Fast unbemerkt entwickeln sich die TSG Hoffenheim wieder zu einem Spitzenklub. Trainer Julian Nagelmann will das Team „männlicher“ machen.

Ist hier noch mehr Männlichkeit nötig? Foto: ap

A uch am 13. Spieltag bestimmte Leipzig wieder die Schlagzeilen, wenn auch diesmal nicht aus rein sportlichen Gründen. Eine Schwalbe sorgte für Aufregung. Aber irgendwie kennt man diese Geschichte, die gerade so häufig erzählt wird.

Genau: Vieles in Leipzig erinnert derzeit an die TSG Hoffenheim vor acht Jahren. Ein Klub kommt durch viel Geld eines Mannes (Hoffenheim: Dietmar Hopp; Leipzig: Dietrich Mateschitz) und die sportliche Kompetenz eines anderen Mannes (Hoffenheim: Ralf Rangnick; Leipzig: Ralf Rangnick) raketenhaft nach oben, rockt sportlich die Liga und ist oft auch wegen allerlei sportfremder Vorfälle Schlagzeilenlieferant.

In Hoffenheim aber herrscht gerade weder Schwalben- noch Hupenalarm. Aber im Schatten des Leipzig-Hypes hat ein gewisser Julian Nagelsmann dort aus einem Fastabsteiger einen ernsthaften Europapokalkandidaten gemacht. Neben Leipzig ist Hoffenheim die einzige noch ungeschlagene Mannschaft im deutschen Ligabetrieb. Und das ist kein Zufall. In revolutionärer Absicht hat der Trainer Julian Nagelsmann aus einer zaudernden, naiven und braven Elf eine aggressive, gierige mit Siegeswillen gemacht.

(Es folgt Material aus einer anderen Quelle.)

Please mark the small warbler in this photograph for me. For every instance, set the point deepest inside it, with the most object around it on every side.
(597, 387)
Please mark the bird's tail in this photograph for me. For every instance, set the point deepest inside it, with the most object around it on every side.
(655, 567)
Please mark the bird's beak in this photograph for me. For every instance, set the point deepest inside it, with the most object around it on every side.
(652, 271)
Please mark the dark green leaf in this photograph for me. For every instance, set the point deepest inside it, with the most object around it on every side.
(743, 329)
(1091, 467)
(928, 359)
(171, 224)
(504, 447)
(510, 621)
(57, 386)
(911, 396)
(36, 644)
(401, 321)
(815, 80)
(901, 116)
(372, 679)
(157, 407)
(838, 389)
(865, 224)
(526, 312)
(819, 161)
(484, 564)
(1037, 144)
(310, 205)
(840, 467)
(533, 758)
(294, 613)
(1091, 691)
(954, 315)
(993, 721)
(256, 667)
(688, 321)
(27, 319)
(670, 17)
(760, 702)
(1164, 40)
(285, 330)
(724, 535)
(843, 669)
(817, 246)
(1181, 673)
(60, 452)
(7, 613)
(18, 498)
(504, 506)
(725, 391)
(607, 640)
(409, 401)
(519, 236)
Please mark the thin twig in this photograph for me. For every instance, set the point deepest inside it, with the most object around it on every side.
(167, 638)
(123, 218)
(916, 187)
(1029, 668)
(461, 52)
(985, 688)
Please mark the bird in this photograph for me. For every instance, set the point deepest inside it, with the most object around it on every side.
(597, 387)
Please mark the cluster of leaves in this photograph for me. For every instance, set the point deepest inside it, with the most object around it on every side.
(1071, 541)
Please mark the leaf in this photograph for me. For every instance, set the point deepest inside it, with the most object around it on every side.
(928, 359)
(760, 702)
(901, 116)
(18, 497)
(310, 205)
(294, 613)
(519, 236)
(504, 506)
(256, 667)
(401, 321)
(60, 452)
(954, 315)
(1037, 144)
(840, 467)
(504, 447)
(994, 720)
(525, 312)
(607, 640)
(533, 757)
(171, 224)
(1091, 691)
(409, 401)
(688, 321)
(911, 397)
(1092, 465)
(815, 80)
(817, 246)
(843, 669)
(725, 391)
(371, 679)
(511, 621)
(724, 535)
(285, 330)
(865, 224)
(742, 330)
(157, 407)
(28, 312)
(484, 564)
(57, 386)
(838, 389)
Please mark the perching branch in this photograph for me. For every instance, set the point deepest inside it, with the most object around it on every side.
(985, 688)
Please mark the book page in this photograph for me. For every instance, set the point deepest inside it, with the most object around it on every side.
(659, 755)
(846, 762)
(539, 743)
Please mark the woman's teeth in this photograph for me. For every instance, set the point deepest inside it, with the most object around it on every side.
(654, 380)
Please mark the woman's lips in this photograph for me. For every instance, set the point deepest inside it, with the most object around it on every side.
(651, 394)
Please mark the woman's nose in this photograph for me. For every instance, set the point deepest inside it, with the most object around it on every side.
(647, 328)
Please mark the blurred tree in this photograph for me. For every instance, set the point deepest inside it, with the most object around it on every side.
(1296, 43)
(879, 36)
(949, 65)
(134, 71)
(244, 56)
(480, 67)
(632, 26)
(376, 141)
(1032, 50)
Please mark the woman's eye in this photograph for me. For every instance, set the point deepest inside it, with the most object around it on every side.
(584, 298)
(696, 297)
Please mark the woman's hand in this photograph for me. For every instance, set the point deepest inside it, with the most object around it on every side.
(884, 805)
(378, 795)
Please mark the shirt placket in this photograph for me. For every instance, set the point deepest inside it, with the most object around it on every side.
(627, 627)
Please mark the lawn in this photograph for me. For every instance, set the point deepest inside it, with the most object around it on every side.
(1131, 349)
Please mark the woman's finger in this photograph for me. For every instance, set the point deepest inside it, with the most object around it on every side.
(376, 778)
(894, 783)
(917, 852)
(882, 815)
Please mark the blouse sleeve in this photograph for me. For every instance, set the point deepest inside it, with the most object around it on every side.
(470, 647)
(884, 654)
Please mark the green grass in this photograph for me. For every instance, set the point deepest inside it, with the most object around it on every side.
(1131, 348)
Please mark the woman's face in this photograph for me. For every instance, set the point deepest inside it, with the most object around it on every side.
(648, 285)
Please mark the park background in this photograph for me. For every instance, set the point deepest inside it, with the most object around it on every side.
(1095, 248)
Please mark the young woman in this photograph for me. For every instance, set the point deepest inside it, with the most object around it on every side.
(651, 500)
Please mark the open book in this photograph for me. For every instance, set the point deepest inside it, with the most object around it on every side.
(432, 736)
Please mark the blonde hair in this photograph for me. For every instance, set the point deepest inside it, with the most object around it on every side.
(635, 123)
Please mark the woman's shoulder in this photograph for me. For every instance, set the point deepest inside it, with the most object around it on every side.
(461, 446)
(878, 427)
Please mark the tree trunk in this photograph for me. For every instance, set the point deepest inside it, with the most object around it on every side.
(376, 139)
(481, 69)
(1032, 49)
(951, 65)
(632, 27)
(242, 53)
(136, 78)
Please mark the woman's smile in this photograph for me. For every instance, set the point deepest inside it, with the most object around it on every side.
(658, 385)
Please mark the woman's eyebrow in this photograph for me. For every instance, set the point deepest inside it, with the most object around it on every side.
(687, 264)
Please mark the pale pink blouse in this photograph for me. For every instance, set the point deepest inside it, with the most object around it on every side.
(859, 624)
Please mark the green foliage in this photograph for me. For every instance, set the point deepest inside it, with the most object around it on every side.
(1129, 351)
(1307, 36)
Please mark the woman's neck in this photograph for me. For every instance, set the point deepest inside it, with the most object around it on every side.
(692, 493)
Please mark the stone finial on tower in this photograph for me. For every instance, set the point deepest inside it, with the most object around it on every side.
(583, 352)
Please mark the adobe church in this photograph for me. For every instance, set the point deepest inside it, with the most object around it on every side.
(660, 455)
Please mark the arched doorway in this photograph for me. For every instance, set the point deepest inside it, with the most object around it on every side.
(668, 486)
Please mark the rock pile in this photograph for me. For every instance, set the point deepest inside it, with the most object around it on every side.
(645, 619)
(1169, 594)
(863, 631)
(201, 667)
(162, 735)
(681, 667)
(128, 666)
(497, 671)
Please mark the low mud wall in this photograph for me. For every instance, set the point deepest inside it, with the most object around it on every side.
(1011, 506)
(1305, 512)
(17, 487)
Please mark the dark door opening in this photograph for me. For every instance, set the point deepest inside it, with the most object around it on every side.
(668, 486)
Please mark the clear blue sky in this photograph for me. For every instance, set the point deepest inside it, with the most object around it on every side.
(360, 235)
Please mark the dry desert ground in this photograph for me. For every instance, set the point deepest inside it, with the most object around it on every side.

Beim 4:0-Triumph gegen Köln erweckte diese TSG den Eindruck, dass sie auch noch eine dritte Halbzeit mit Vollgas auf weitere Tore gespielt hätte, statt sich wie in der Vergangenheit mit dem bereits Erreichten zufrieden zu geben. Augenscheinlich lernt dieser Kader schnell: Am vierten Spieltag in Darmstadt war die Elf in alte Muster zurückgefallen und wollte eine Führung nur verwalten – und wurde am Ende mit dem Ausgleich bestraft. Nagelsmann hat diese Mentalität erfolgreich laut angeprangert.

Die Lethargie im Kader wurde auch durch die kluge Einkaufspolitik im Sommer verändert. Geholt wurden Profis wie Mittelstürmer Sandro Wagner, die Achter Kerem Demirbay und Lukas Rupp sowie die Defensivspieler Benjamin Hübner und Kevin Vogt, die in Hoffenheim endlich Erfolge feiern wollen. Und gegen Köln standen bei Abpfiff in Niklas Süle, Jeremy Toljan, Nadiem Amiri, Philipp Ochs und Debütant Baris Atik fünf Großtalente auf dem Platz, die im eigenen Nachwuchsleistungszentrum ausgebildet wurden. Es ist eine Pointe, dass der ehemalige Jugendtrainer Nagelsmann in der Vergangenheit also jene Profis ausgebildet hat, von denen nun der Profitrainer Nagelsmann profitiert.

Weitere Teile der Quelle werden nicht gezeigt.